10 Eerie Ghost Stories
Few places in the world have as ghostly a reputation as New England. It’s the region that gave us Stephen King and the Cthulhu Mythos. It also has some of the oldest post-colonial settlements in the US, and along with them some of the oldest graveyards.
Half a millennium has been plenty of time for those cemeteries to gather creepy reputations. These weird stories of haunting in New England’s burial grounds could provide plenty of inspiration for any aspiring horror writer.
10 South Street Cemetery
If you’re making an extra special effort to ensure your cemetery ends up haunted, then one way to go about it is to conduct hangings there. If you then combine your graveyard hangings with shocking injustice, you’re almost guaranteed to end up with a restless spirit or two. The people of Portsmouth, New Hampshire, also threw in some axe murder victims for that extra bit of horror, plus the only fatal sword duel in the town’s history. Put all of that together and you get the “of course it’s haunted” South Street Cemetery.
Ghost hunters note a lot of activity around the grave of Ruth Blay, a schoolteacher that fell pregnant outside of marriage in 1768. She was scared to tell anyone, and eventually delivered the baby stillborn. She buried the body beneath her school’s floorboards, but one of her pupils saw her. The child told her parents about it, and Ruth was arrested and sentenced to death for murder.
That’s awful enough by itself. However, this particular cake of systemic injustice comes frosted with an epic level of being the worst person possible, in the form of Sheriff Thomas Packer. On the day Ruth was due to be hanged, word spread that a reprieve was being sought from the governor. Packer, however, wanted to have his lunch at noon and so brought the execution forward by an hour. Despite Ruth’s screams, and protests from the crowd, he looped a noose around her neck and ordered the cart to be drawn from underneath her.
Within minutes, a horse messenger arrived carrying a pardon from the governor. Packer had already left, and Ruth Blay was already dead. Later that day, the townspeople burnt an effigy of Packer outside of his house. Paranormalists claim that cameras stop working around the area where Ruth Blay was buried, and that two nearby graves glow. Some people suggest that both she and her baby haunt the place.
Researchers also claim to have experienced activity around the graves of two young women who were murdered by a German named Luis Wagner. He strangled the women and attacked them with an axe until the handle broke. He was hanged in Maine in 1875. The women became known as the Smuttynose murder victims.
9 Howard Street Cemetery
Doctor Albert Speaker from the town of Wales, New York was famous for his clumsy, botched abortions. He performed the procedures in his house opposite the entrance to Goodleburg Cemetery around the turn of the 20th century, and they rarely ended well.
When women died during the operations, Dr Speaker dumped their bodies in a (presumably very deep) cemetery pond. People claim that bones still wash up there. Later in life, Speaker became a suspect in a woman’s murder. He died before he could be tried, hanging himself from a tree in the graveyard.

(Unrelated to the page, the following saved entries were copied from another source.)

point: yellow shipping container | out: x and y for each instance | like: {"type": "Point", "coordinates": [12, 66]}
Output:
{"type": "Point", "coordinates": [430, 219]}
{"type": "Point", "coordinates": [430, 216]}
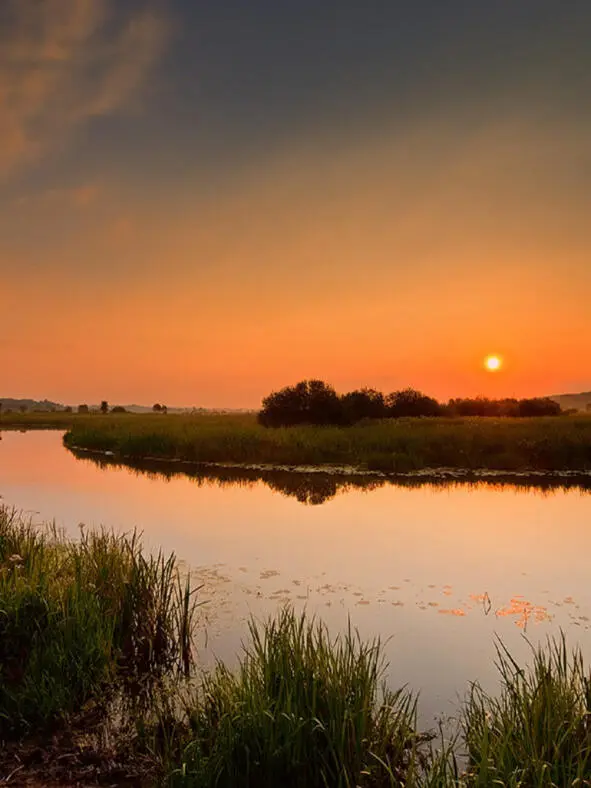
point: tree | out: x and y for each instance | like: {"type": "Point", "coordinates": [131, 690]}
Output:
{"type": "Point", "coordinates": [539, 406]}
{"type": "Point", "coordinates": [363, 404]}
{"type": "Point", "coordinates": [409, 402]}
{"type": "Point", "coordinates": [308, 402]}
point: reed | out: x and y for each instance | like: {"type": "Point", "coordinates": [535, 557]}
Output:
{"type": "Point", "coordinates": [537, 731]}
{"type": "Point", "coordinates": [390, 446]}
{"type": "Point", "coordinates": [83, 619]}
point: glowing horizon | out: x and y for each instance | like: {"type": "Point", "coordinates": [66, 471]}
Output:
{"type": "Point", "coordinates": [194, 215]}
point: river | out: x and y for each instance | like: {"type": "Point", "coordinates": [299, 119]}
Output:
{"type": "Point", "coordinates": [437, 570]}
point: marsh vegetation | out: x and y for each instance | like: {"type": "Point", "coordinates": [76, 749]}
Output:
{"type": "Point", "coordinates": [88, 622]}
{"type": "Point", "coordinates": [390, 445]}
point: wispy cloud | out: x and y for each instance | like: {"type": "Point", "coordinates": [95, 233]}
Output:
{"type": "Point", "coordinates": [75, 197]}
{"type": "Point", "coordinates": [63, 62]}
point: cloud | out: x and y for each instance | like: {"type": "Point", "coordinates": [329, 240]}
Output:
{"type": "Point", "coordinates": [75, 197]}
{"type": "Point", "coordinates": [63, 62]}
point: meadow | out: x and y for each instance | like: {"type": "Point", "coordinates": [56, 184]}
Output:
{"type": "Point", "coordinates": [391, 446]}
{"type": "Point", "coordinates": [98, 684]}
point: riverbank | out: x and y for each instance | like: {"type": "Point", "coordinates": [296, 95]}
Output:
{"type": "Point", "coordinates": [97, 687]}
{"type": "Point", "coordinates": [390, 446]}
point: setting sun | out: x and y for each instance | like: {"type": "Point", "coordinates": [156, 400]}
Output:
{"type": "Point", "coordinates": [493, 363]}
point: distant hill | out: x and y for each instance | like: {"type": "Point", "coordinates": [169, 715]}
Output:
{"type": "Point", "coordinates": [30, 404]}
{"type": "Point", "coordinates": [580, 401]}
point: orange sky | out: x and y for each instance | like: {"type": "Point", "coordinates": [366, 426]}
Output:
{"type": "Point", "coordinates": [390, 250]}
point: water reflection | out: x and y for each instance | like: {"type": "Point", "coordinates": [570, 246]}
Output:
{"type": "Point", "coordinates": [314, 487]}
{"type": "Point", "coordinates": [439, 567]}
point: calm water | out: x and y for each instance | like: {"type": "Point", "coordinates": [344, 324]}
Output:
{"type": "Point", "coordinates": [437, 570]}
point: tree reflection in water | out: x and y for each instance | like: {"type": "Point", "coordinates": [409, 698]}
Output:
{"type": "Point", "coordinates": [315, 487]}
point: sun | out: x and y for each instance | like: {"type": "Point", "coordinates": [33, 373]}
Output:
{"type": "Point", "coordinates": [493, 363]}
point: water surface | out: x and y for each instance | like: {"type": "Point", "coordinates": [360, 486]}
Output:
{"type": "Point", "coordinates": [437, 570]}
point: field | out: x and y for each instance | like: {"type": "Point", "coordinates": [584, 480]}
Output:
{"type": "Point", "coordinates": [391, 446]}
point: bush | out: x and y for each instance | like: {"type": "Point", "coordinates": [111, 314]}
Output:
{"type": "Point", "coordinates": [308, 402]}
{"type": "Point", "coordinates": [79, 620]}
{"type": "Point", "coordinates": [409, 402]}
{"type": "Point", "coordinates": [303, 710]}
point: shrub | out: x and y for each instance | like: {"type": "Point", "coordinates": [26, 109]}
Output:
{"type": "Point", "coordinates": [409, 402]}
{"type": "Point", "coordinates": [363, 404]}
{"type": "Point", "coordinates": [308, 402]}
{"type": "Point", "coordinates": [304, 709]}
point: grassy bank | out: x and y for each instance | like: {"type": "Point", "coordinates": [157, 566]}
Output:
{"type": "Point", "coordinates": [549, 443]}
{"type": "Point", "coordinates": [84, 623]}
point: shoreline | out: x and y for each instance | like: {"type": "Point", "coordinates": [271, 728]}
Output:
{"type": "Point", "coordinates": [346, 472]}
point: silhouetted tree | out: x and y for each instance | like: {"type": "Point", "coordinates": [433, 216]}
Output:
{"type": "Point", "coordinates": [363, 404]}
{"type": "Point", "coordinates": [539, 406]}
{"type": "Point", "coordinates": [308, 402]}
{"type": "Point", "coordinates": [410, 402]}
{"type": "Point", "coordinates": [509, 407]}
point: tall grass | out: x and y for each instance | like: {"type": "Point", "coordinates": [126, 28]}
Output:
{"type": "Point", "coordinates": [401, 445]}
{"type": "Point", "coordinates": [80, 619]}
{"type": "Point", "coordinates": [538, 730]}
{"type": "Point", "coordinates": [303, 709]}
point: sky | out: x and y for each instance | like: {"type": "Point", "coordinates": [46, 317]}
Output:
{"type": "Point", "coordinates": [202, 201]}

Speaker is now said to wander the graveyard in his white doctor’s coat. The murder victim, Helen Lindeman, is said to stalk the place in black. The ghosts of women that died during abortions have also been reported. The oddest and most disturbing stories are of people seeing phantom fetuses crawling around the cemetery ground, amid cries of children and weeping women.
All of these tales have brought on a huge number of ghost hunters. On top of the usual screaming at the air and running around, the hunters have been reported to engage in turf wars. The investigators have committed significant vandalism. Police have been forced to patrol the graveyard on Halloween and ban parking in all nearby roads. For the people of Wales, it seems, the living are the real nuisance.